Dow Jones industrial futures rose 20 points to 13,050. The broader S&P futures tacked on 1.5 points to 1,408.30. Nasdaq futures rose 9.25 points to 2,649.75.
Weekly applications for unemployment benefits dropped 9,000 to a seasonally adjusted 363,000 last week, according the Labor Department, a level consistent with modest hiring.
Also Thursday, Payroll provider ADP says businesses added 158,000 jobs in October.
Markets are waiting for a more complete picture of October hiring on Friday from the Labor Department.
Retailers are posting sales figures for October as well on Thursday, as are automakers.

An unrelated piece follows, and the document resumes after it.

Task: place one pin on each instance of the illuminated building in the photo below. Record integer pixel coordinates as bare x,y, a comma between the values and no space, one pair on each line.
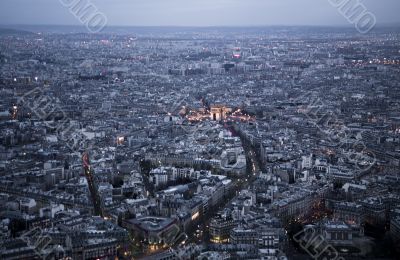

Target posted a 2.4 percent rise in same-store revenue, but that fell short of the 3.3 percent hike that industry analysts were looking for. Its shares dropped almost 2 percent in premarket trading.
Chrysler had its best October in five years as sales for the month rose 10 percent even though Superstorm Sandy washed out three days of business on the East Coast.
Shares of General Motors surged Wednesday after the company reported third-quarter earnings that were far better than Wall Street expected.
There will be a rush of earnings reports Thursday with so many postponed by the storm.
Exxon Mobil beat Wall Street expectations for profit and revenue, though production is falling. Oil and gas production fell 7.5 percent and lower prices also cut into profit.
Kellogg Co. says its net income edged up in the third quarter, as the breakfast giant benefited from its acquisition of Pringles chips earlier this year.
Pfizer's third-quarter profit fell 14 percent on plunging sales, mainly due to U.S. generic competition to cholesterol fighter Lipitor, long the world's top-selling drug.
Later Thursday, the Conference Board, a private research group, posts consumer confidence numbers and economist expect a better picture on that front for the second month in a row.
They'll be watching all of the data on employment and consumers closely today, both from retailers and the government, because consumer spending drives about 70 percent of the U.S. economy.
The government will also be releasing numbers on construction spending and manufacturing.